ECC employs a relatively short encryption key -- a value that must be fed into the encryption algorithm to decode an encrypted message. This short key is faster and requires less computing power than other first-generation encryption public key algorithms. For example, a 160-bit ECC encryption key provides the same security as a 1024-bit RSA encryption key and can be up to 15 times faster, depending on the platform on which it is implemented. RSA is a first-generation public-key cryptography technique invented by Ronald Rivest, Adi Shamir and Leonard Adleman in the late 70s. Both RSA and ECC are in widespread use. The advantages of ECC over RSA are particularly important in wireless devices, where computing power, memory and battery life are limited.
One of the main disadvantages of ECC is that it increases the size of the encrypted message significantly more than RSA encryption. Furthermore, the ECC algorithm is more complex and more difficult to implement than RSA, which increases the likelihood of implementation errors, thereby reducing the security of the algorithm.
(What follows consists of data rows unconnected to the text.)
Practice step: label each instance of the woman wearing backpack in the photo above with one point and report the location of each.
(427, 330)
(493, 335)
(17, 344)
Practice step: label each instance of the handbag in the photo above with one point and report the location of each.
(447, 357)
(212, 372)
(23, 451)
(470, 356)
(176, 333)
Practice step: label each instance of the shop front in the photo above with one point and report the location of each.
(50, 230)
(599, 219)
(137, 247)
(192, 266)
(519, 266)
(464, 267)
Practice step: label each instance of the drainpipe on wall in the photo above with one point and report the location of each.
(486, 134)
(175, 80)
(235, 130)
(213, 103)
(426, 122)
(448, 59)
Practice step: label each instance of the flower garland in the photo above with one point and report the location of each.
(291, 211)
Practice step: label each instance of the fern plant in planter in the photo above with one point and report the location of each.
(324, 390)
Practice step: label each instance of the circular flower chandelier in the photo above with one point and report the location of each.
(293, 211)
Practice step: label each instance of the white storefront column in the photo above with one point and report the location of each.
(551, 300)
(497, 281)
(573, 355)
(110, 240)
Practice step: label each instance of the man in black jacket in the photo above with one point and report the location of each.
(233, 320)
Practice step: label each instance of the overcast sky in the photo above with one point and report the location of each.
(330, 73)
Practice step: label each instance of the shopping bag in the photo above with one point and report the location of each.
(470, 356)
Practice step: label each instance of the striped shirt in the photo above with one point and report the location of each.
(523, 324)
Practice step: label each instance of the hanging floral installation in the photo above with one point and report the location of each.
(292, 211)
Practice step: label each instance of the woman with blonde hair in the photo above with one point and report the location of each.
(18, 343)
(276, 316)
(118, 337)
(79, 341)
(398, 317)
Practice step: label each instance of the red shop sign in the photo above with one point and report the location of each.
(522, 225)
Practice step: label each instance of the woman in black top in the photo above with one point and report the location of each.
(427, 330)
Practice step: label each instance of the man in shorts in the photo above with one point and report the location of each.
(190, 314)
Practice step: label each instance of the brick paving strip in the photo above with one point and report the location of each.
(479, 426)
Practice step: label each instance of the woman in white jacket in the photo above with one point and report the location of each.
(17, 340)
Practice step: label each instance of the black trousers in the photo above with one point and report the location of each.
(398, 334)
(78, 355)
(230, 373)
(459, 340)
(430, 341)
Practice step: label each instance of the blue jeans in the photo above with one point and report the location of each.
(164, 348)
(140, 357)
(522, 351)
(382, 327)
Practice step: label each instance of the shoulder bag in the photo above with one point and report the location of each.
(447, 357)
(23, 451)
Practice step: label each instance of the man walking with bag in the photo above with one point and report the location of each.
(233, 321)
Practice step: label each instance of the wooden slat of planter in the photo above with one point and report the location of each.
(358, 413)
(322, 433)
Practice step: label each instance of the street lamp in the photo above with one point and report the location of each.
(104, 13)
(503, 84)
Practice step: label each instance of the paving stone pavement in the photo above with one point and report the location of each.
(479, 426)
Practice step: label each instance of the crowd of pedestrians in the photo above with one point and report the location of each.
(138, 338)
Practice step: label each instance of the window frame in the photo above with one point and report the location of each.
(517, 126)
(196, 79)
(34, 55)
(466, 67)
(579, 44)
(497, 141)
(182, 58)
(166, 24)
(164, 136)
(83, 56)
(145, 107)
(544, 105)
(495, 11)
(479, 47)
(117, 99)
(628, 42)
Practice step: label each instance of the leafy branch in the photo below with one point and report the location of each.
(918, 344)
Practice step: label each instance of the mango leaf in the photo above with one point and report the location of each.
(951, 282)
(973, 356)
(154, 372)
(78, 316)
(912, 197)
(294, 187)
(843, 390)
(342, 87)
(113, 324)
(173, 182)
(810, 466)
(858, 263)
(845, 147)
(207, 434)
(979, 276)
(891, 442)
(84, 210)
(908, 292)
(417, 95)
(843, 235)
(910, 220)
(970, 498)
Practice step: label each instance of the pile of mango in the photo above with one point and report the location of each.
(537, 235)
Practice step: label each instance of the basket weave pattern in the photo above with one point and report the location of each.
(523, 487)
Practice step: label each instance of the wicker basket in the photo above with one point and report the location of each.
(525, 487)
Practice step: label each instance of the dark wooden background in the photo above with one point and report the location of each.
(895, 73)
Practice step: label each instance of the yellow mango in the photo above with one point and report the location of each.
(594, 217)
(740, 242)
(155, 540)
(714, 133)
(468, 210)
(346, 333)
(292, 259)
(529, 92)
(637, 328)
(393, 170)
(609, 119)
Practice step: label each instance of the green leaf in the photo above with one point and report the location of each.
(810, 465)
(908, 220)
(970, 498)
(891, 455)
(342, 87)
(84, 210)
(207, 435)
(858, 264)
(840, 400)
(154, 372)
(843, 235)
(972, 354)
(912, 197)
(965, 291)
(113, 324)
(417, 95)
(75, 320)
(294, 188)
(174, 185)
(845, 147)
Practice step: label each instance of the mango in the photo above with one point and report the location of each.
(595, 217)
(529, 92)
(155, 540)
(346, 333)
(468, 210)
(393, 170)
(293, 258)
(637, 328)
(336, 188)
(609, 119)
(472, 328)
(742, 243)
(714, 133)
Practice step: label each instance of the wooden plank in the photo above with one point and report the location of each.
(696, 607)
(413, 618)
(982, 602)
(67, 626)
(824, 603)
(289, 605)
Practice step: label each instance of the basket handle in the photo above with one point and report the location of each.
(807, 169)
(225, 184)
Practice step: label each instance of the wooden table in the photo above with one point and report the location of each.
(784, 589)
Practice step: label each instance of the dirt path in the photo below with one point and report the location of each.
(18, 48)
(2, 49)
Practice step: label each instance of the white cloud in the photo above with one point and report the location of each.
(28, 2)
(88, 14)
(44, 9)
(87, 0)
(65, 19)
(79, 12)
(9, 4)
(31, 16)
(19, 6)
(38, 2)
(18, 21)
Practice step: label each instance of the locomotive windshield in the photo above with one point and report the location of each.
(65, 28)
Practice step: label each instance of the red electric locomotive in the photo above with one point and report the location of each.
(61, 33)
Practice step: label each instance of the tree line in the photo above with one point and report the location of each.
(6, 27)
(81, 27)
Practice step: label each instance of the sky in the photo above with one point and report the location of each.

Public Versus Private Key Cryptography
ECC is a form of public key cryptography, in which one encryption key, known as a private key, is kept secret, while another, known as a public key, is freely distributed. Public key cryptography is computationally more expensive than private key encryption, which employs a single, shared encryption key. In wireless devices, public key encryption can shorten the lifetime of batteries or of the devices themselves.